Несколько минут разведчики просто лежали на берегу, тяжело дыша, как выброшенные на берег рыбины, однако контролируя каждое движение рухнувшего рядом с полковником немца. Кто его фрица знает: вроде, и устал, как и все, а может, только ждет подходящего момента, чтобы рвануть в спасительную чащу.
— Ну что, придется пленного того: в расход… и назад? А? — первым нарушил молчание Брестский; в лунном свете его глаза лихорадочно поблескивали. — Своих надо спасать. Да побыстрее. Летние ночи — короткие. Времени в обрез.
— В обрез, — рассеянно отозвался Крутицын, все мысли которого были сейчас занятны поиском выхода из сложившейся ситуации.

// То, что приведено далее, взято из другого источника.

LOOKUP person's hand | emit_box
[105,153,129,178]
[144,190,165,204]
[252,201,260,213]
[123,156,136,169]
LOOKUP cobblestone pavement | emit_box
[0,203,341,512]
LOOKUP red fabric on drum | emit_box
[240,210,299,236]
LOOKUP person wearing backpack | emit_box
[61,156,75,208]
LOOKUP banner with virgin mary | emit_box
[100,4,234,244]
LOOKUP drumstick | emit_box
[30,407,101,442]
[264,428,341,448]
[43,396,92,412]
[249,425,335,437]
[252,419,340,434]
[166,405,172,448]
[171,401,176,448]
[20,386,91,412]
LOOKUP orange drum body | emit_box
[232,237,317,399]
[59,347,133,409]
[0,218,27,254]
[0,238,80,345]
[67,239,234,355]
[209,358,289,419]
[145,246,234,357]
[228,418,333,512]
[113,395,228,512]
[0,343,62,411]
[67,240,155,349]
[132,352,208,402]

— Отставить в расход! Ты, Брестский, права такого не имеешь, — подал вдруг голос Чибисов. — Наши товарищи жизнями своими пожертвовали, пытаясь задание выполнить, а ты… в расход. Этот немец дорогого стоит. И слушай мой приказ: во что бы то ни стало доставить «языка» к нашим. Ничего, как-нибудь дойдем… Я, слава богу, не в ноги ранен и идти смогу.
Он попытался было встать, но Крутицын остановил его:
— Погоди, командир. Полежи пока. Пойду разведаю дорогу. А ты, Дима, смотри: с пленного глаз не спускай.

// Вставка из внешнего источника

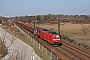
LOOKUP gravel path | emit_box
[0,28,42,60]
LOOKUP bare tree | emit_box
[81,25,89,36]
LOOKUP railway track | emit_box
[15,23,90,60]
[56,42,90,60]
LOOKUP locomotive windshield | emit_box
[53,35,59,38]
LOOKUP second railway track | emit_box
[56,42,90,60]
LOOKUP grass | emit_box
[1,26,49,60]
[61,29,90,41]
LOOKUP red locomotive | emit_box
[16,21,62,46]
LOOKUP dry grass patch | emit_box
[2,26,49,60]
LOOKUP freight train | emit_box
[16,20,62,46]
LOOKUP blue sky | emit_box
[0,0,90,16]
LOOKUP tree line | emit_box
[15,14,90,24]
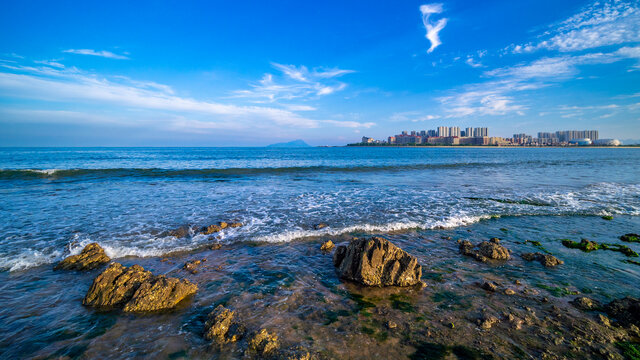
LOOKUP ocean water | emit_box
[0,148,640,271]
[0,148,640,359]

Уныние, как известно, один из самых тяжких грехов. Но именно сейчас гвардии старшина Крутицын, бывший поручик и бывший счетовод, как никогда был близок к нему. Да и как тут не впасть в отчаянье: Чибисов ранен и сильно ослаб от кровопотери, а помимо командира, на руках еще беспомощный, почти не приходящий в сознание полковник и важный, очень ценный немец — цель их поиска и слабое оправдание всех предыдущих жертв. С таким грузом перейти линию фронта казалось старшине просто нереально, тем более что для начала до нее еще надо было добраться, это — тридцать с лишним километров по занятой врагом территории. Но где-то же должен быть выход. Только где?
Похожее состояние собственного бессилия бывший поручик испытал лишь однажды: весной двадцать первого года в заплеванном тамбуре общего летящего сквозь ночь вагона, где-то между Москвой и Минском…

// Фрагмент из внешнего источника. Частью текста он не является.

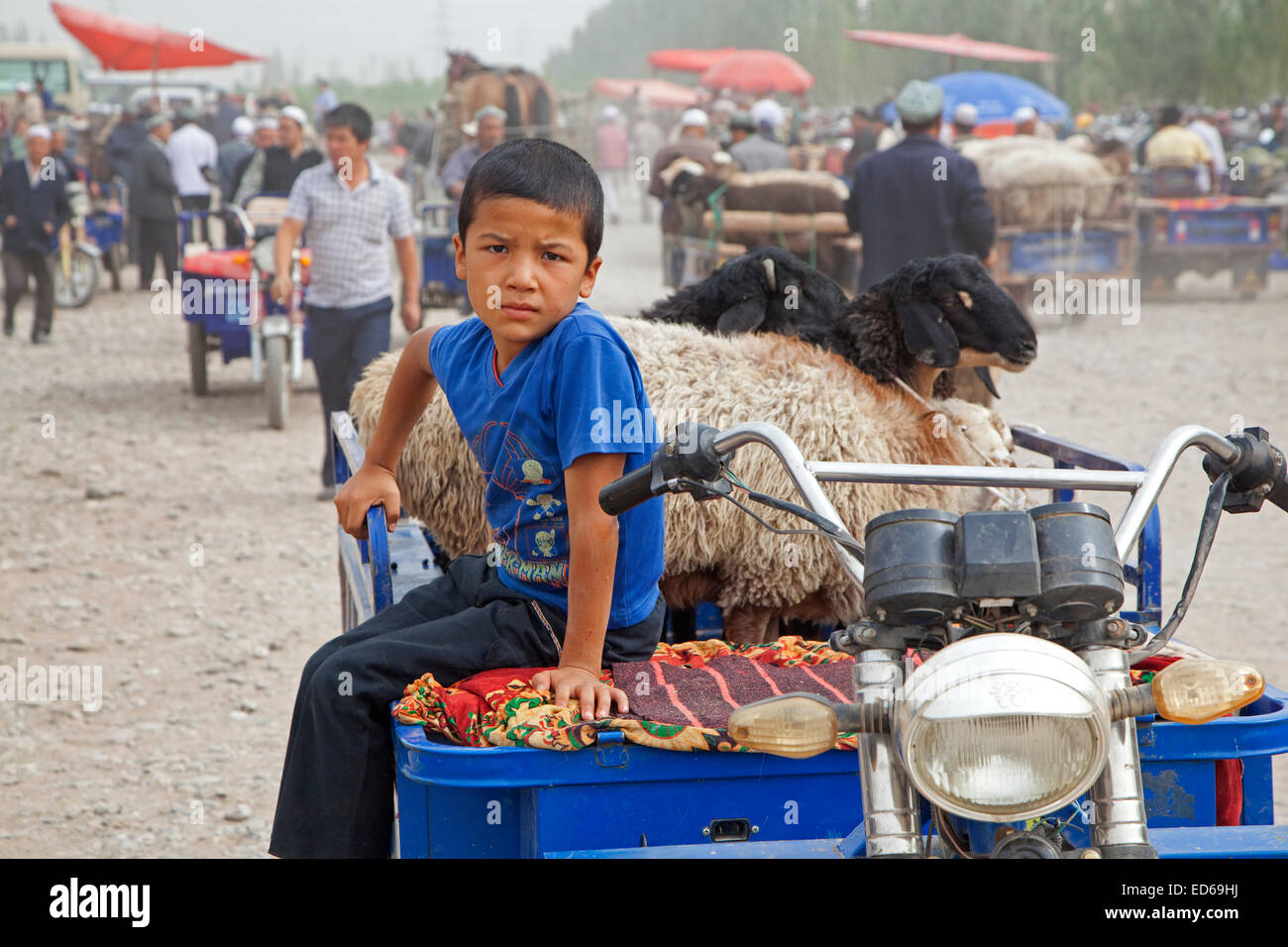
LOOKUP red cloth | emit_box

Вообще надо признать, что вся эта поездка была большой авантюрой, на которую можно решиться лишь только по молодости, поскольку отправляться в полную непредвиденных опасностей дорогу через охваченную великой смутой страну, даже не зная, жива ли и готова ли принять их дальняя крутицынская родственница, к которой они направлялись, было верхом безрассудства, тем более, что город Брест, под которым проживала эта самая родственница, вместе с большим куском Западной Белоруссии еще в марте месяце отошел по мирному договору к Польше. Но оставаться в голодной, зажатой страхом перед чекисткими расстрелами Москве становилось для Крутицыных все опасней, а родственница — двоюродная сестра покойной крутицынской матери — к этому времени оказалась вдруг единственным близким им человеком на всем пространстве бывшей царской империи. Да и жена неожиданно для поручика уцепилась за эту авантюрную идею: куда угодно, лишь бы только вместе. Маша все никак не могла привыкнуть к мысли, что муж теперь рядом, и каждое утро просыпалась с ощущением зыбкости их семейного счастья, хотя с той зимней ночи, когда похудевший до неузнаваемости, пробирающийся из Крыма Сергей постучал в двери их московской квартиры, прошло уже более трех месяцев.
Крутицыну — на это ушла часть машиных золотых украшений, — удалось достать два билета на идущий до Минска поезд, но, как выяснилось в день отъезда на вокзале, билеты эти давали лишь право пройти на заполненный мешочниками перрон; все дальнейшее зависело от упорства и везения самих пассажиров.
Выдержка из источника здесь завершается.